The following tips will help you start a conversation with your child about mental health.

  • Set aside time to talk about it.
    Don’t rush through the conversation, and avoid distractions like scrolling through your phone. Talking about mental health is important and if your child wants to share something with you, it’s important that you listen intently so you can fully understand their feelings and experiences.

  • Use emojis or an image chart to help young children identify their feelings.
    Younger children may have a harder time expressing their emotions in words. Using emojis or images to help them describe their feelings can be helpful.

  • Ask open-ended questions.
    Rather than asking, “How was your day?” ask open-ended questions like, “What did you enjoy today?” or “What was difficult about today?” Questions like this can encourage a more productive discussion.

  • Create a list of trusted adults they can speak to.
    Even though you are their parent, they may not always feel comfortable with telling you everything, and that’s okay. Work with them to identify trusted adults they can speak with if you aren’t available or if they are uncomfortable. This can include another family member, teacher, guidance counselor, coach, or pastor.

  • Share your personal experience.
    If your child has questions about why you see a therapist or what your medication is for, be honest with them. Make sure to be age-appropriate. For example, young children may not understand what depression is, but they know what sadness feels like.

  • Don’t jump to offering solutions.
    As a parent, it’s natural to want to fix things, especially when it comes to your child. However, jumping immediately to solutions may make your child feel like they are not being heard. Allow them to fully express themselves and complete their thoughts.

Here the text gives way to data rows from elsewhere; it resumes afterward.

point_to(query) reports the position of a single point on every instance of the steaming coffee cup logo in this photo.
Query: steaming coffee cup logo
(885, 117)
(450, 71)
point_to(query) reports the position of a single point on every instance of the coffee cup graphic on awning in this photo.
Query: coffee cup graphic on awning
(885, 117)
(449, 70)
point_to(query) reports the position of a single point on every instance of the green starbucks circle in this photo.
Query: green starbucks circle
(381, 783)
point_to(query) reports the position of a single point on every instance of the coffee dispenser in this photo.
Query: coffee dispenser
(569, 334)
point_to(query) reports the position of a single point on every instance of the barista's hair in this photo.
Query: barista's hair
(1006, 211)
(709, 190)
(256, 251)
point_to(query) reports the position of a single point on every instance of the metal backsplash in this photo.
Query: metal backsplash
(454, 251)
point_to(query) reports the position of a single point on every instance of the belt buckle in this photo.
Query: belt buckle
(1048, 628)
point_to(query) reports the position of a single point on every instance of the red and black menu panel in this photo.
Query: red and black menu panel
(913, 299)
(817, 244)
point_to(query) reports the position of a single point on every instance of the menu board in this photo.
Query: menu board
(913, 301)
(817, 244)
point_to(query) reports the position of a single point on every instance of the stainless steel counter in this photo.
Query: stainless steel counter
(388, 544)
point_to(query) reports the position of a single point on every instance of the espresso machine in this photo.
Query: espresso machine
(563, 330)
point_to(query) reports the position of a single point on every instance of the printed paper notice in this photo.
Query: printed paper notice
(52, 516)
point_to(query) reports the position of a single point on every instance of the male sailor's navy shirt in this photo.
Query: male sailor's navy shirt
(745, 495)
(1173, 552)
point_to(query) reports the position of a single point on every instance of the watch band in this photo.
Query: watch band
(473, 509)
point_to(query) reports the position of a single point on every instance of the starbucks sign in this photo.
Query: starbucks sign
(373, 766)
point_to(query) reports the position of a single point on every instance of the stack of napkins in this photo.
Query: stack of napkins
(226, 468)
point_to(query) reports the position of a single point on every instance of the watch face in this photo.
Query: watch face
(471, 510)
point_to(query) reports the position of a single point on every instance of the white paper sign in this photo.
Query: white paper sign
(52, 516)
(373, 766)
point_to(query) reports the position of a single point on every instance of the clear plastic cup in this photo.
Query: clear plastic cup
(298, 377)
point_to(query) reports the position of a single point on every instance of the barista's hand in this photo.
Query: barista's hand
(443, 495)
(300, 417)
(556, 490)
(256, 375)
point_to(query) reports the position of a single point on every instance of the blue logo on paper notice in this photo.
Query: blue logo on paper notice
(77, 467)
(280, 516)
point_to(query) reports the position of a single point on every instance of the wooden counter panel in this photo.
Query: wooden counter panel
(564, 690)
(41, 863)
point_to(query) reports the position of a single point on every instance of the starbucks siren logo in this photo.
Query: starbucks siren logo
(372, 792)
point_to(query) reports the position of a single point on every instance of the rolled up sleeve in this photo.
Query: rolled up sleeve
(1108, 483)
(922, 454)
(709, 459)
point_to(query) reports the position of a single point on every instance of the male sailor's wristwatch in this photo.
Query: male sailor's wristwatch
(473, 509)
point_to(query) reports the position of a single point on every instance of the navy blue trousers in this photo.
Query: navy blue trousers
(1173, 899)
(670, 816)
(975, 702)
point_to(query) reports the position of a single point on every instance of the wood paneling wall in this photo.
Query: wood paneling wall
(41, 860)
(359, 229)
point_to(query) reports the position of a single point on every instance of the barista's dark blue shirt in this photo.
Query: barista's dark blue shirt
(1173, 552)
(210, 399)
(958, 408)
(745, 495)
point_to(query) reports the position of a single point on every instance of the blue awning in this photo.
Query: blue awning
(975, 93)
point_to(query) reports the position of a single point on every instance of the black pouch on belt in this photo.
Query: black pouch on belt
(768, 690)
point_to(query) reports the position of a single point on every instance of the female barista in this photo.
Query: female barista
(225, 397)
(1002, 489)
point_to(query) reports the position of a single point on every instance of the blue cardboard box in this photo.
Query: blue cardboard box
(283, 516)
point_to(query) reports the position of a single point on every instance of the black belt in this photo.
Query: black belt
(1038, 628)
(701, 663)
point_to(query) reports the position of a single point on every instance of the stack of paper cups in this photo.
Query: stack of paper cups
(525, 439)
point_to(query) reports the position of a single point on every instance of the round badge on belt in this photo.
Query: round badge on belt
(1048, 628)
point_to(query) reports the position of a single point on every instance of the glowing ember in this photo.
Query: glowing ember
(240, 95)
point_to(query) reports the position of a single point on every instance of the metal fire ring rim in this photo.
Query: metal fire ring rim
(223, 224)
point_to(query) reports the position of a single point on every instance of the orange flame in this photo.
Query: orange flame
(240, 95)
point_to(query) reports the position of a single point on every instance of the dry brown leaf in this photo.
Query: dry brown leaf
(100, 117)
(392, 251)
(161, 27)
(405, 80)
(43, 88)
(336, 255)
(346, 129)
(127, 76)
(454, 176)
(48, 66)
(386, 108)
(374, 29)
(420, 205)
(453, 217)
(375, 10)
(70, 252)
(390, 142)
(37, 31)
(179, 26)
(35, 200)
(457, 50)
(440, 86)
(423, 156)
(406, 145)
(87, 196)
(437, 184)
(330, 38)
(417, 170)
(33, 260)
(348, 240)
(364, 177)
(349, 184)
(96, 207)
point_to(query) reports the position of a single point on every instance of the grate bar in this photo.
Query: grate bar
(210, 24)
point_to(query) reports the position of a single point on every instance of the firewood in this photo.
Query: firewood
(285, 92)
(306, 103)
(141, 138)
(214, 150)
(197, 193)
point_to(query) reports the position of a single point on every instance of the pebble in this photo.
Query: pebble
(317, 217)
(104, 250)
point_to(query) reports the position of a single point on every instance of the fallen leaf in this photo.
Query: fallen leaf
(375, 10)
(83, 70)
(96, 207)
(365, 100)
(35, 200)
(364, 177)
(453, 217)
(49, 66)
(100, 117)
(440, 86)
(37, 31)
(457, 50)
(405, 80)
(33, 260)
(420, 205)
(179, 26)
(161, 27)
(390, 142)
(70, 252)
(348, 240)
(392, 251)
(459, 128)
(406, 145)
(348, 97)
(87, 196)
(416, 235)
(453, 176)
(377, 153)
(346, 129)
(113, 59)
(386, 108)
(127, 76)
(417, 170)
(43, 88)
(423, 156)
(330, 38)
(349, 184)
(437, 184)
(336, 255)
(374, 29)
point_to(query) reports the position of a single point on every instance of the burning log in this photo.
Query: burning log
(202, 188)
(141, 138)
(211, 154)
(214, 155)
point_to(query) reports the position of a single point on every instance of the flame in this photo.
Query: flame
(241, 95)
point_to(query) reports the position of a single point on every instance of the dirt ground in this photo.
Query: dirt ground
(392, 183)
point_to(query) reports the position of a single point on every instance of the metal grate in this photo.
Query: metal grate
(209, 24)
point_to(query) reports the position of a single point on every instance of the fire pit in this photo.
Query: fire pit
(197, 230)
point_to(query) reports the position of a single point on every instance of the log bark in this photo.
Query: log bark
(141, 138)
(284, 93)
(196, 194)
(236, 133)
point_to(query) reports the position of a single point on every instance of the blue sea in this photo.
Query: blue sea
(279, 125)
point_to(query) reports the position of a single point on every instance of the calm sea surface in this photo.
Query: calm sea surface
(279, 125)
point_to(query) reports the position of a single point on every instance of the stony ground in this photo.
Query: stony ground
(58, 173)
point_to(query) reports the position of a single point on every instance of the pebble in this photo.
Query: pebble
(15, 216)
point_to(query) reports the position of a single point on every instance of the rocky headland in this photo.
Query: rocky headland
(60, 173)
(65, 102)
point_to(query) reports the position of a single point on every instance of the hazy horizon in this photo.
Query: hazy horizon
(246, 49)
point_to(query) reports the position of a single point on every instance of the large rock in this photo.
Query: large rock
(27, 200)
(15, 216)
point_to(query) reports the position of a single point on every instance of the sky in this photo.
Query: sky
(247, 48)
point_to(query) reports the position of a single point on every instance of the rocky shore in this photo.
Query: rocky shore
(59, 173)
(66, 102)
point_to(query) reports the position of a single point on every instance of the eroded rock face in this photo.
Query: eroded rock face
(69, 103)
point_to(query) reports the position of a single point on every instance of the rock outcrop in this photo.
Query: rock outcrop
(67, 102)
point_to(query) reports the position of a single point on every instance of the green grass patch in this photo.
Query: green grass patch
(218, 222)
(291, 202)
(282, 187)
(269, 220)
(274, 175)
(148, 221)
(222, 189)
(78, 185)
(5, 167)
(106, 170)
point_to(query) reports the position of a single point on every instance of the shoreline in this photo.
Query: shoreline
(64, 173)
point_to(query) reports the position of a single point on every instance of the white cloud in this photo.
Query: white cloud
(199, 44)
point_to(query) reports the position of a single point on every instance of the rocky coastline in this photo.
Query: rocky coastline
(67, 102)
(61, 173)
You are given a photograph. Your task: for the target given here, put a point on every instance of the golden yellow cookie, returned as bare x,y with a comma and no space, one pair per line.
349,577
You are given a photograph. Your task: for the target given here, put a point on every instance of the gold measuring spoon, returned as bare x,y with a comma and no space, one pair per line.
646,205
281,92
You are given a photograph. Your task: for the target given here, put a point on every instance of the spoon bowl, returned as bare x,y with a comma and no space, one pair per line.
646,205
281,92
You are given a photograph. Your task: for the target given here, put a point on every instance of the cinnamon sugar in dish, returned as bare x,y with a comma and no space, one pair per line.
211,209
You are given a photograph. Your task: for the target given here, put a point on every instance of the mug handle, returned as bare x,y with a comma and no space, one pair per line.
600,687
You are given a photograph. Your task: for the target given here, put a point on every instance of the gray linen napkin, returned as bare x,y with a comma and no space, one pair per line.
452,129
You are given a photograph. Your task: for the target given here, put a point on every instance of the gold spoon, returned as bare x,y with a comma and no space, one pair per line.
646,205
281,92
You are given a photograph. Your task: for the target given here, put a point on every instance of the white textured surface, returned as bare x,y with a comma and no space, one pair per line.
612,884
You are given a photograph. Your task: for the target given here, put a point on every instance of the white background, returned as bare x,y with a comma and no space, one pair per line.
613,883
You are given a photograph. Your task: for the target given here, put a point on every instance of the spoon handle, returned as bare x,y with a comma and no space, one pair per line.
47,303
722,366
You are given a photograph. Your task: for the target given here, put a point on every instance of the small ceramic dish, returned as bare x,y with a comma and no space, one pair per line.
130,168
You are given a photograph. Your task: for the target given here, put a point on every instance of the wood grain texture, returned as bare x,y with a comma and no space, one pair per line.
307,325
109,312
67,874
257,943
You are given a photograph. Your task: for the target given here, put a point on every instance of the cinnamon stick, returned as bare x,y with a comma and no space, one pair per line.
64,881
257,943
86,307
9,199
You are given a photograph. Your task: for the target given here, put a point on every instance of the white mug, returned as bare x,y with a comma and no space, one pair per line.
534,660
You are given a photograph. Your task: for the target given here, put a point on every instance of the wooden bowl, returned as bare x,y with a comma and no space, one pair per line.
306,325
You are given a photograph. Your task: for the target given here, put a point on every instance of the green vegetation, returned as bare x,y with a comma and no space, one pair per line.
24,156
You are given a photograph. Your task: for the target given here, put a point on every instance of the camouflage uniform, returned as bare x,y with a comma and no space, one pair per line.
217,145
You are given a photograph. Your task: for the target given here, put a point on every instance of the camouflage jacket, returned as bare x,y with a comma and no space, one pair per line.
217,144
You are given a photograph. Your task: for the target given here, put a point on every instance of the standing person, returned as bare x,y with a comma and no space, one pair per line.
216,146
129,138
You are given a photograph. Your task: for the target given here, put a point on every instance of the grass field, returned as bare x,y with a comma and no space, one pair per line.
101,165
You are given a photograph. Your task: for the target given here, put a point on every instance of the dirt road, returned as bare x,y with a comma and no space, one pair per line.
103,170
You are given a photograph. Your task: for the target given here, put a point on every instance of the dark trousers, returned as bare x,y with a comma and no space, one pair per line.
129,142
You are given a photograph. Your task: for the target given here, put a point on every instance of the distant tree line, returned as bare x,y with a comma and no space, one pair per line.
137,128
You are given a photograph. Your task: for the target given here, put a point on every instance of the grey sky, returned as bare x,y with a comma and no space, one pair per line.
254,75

When they are finished, validate their feelings, acknowledge the ways they have already tried to fix the problem, and work together to come up with a solution.

  • Know when it’s time to speak to a professional.
    Understanding the symptoms and warning signs of a mental health condition is important. If you recognize a sudden change in your child’s behavior like emotional outbursts or struggling in school, there may be something more going on. You should seek immediate help if they begin talking about harming themselves or others, or if they say they are hearing or seeing things others cannot.

Counseling and treatment for mental health

Regardless of what your child may be experiencing, there is help. Counseling can help you and your child navigate difficult feelings and experiences. Everyone’s journey towards mental health is different. A professional like a counselor, psychologist, and even your pediatrician can recommend the right treatment for you.